As bruxas e os feiticeiros
Uma das dificuldades de uma situação como a de hoje no Brasil é que não existem referenciais sólidos nos quais se apoiar para avaliar os fatos. A Polícia Federal age. Mas age corretamente? Denúncias são levadas à Justiça. A Justiça funciona adequadamente no Brasil? Invocam-se leis para criticar ou aplaudir atos dos três poderes. As leis brasileiras são boas, constituem um edifício sólido, coerente?
A Operação Navalha tem dimensões ímpares. É uma oportunidade para discutir muita coisa. Mas quando há excesso de assuntos em discussão, perde-se o foco. Qualquer discurso com efeitos políticos transformadores tende a virar algaravia.
Nesse processo, a mídia carrega os ônus de suas próprias imperfeições e das imperfeições de suas fontes, que são majoritariamente autoridades.
O Estado de S. Paulo, em editorial, cita artigo publicado ontem na Folha pelo advogado Alberto Zacharias Toron. O jornal seleciona duas críticas de Toron: o uso, pela Polícia Federal, de práticas que lembram a ditadura militar, como invasões de escritórios de advogados, e a decretação de prisões temporárias a granel, exploradas principalmente na televisão. Um pequeno editorial no Globo alerta: “O país não pode entrar num clima de caça às bruxas. Mesmo porque, toda vem em que isso ocorre, os reais feiticeiros escapam”.
Competição estadual
Alberto Dines compara as denúncias feitas contra os poderosos de três estados.
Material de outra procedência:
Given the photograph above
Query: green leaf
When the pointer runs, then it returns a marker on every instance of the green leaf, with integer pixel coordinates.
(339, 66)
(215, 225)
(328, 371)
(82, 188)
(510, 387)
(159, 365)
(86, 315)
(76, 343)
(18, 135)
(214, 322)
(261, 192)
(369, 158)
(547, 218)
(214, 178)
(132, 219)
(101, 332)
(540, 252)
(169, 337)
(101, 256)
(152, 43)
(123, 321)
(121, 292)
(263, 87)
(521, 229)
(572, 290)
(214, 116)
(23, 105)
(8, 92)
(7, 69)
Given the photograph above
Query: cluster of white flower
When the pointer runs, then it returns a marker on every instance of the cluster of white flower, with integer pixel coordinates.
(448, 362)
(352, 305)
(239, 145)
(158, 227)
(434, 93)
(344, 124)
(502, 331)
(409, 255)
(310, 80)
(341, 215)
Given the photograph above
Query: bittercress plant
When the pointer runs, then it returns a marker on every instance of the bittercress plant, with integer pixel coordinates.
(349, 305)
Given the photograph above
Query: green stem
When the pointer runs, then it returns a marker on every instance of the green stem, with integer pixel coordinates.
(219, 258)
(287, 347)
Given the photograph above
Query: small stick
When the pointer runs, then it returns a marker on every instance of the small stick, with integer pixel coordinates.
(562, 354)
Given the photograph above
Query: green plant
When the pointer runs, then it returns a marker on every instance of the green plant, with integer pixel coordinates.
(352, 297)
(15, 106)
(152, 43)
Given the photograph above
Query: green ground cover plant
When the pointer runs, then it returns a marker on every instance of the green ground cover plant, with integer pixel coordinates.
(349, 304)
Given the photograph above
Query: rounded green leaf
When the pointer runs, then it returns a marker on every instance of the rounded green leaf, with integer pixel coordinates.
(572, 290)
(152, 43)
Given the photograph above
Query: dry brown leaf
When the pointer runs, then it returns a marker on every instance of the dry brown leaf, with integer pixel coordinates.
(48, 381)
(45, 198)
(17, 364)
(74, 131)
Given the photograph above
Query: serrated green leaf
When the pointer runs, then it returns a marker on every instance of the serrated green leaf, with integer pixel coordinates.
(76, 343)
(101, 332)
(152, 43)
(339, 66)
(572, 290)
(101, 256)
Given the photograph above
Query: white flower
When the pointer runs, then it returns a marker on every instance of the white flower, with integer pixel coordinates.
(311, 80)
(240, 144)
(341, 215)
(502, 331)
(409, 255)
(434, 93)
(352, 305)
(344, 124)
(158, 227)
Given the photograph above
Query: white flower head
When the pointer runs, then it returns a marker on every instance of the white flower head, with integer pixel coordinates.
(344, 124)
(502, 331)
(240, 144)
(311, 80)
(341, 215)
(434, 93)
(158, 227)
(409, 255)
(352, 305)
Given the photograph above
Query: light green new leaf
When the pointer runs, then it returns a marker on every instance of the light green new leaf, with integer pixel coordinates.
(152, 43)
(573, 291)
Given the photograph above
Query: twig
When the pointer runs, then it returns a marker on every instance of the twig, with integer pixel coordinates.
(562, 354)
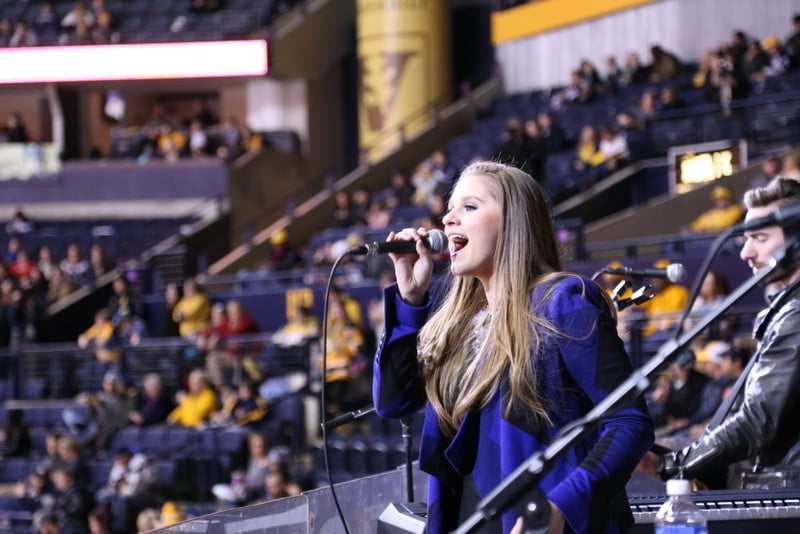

– No Jornal Nacional de ontem o estado de Alagoas foi apresentado com o foco do escândalo revelado pela Operação Navalha. Errado: com base num levantamento do jornal O Estado de S.Paulo, Alagoas tem cinco suspeitos formais, embora o governador Teotônio Villela esteja numa situação muito desconfortável. Colado com Alagoas está Sergipe com quatro suspeitos formais e mais o atual governador também encalacrado. Mas quem ganha disparado, verdadeira goleada em matéria de suspeição, são os políticos maranhenses: são nove suspeitos, sendo um ex-governador, mais o atual governador e o ministro que já se foi. Acontece que o dono da política maranhense nos últimos quarenta anos é o ex-presidente da República, José Sarney, padrinho assumido do ex-ministro Silas Rondeau e o primeiro, diga-se, a puxar o seu tapete. É preciso não esquecer também que a série de flagrantes de formidáveis somas de dinheiro vivo feitos pela Polícia Federal começou no escritório da empresa Linus, pertencente à filha e genro de Sarney, no início de 2002. Todos inocentados pela Justiça. Pergunta-se: qual a poção mágica que usa o senador José Sarney para tornar-se invisível nas horas difíceis? Fácil descobrir: quando presidente da República, Sarney foi extremamente generoso com as grandes e medias empresas de mídia, eletrônicas e impressas. E, como se não bastasse, Sarney pertence ao seleto clube de barões da mídia brasileira. E, como se sabe, aos amigos, tudo.
Juízes e procuradores
O bate-boca entre o vice-presidente do Supremo Tribunal Federal, Gilmar Mendes, e o procurador-geral da República, Antonio Fernando de Souza, é uma oportunidade para que se promova um debate mais amplo sobre o funcionamento da Justiça no país. Já houve quem dissesse que no Brasil basta fazer uma reforma séria: a reforma do Judiciário.
Mal-acostumado
Roberto Carlos expõe seus argumentos para impedir na Justiça a venda de sua biografia não autorizada escrita pelo jornalista Paulo César Araújo. No Estadão de hoje, menciona a Constituição. Existe, de fato, conflito entre liberdade de expressão e proteção da privacidade. O cantor diz que a informação tem valor enquanto é de interesse da nação. Desde que não haja esse interesse, prevalece a proteção à privacidade. O enunciado é correto. Mas na proibição do livro Roberto Carlos em Detalhes incidem dois fatores que não podem ser ignorados. Primeiro, que o país poderia sair mais esclarecido se o caso tivesse subido para instâncias superiores do Judiciário. Segundo, que a mídia acostumou Roberto Carlos a ser tratado como Roberto Carlos deseja. Se, agora, ele reage mal a algo que escapa de seu controle, é em parte porque ele foi acostumado a não ser jamais contrariado.
Chávez e RCTV
Aproxima-se do desenlace o caso da RCTV, a mais importante rede de televisão privada da Venezuela. A liberdade de imprensa é um componente essencial da democracia, mas é difícil dizer qual dos dois lados em conflito tem um passivo pior: se é o passado da RCTV ou se são os planos de futuro do presidente Hugo Chávez.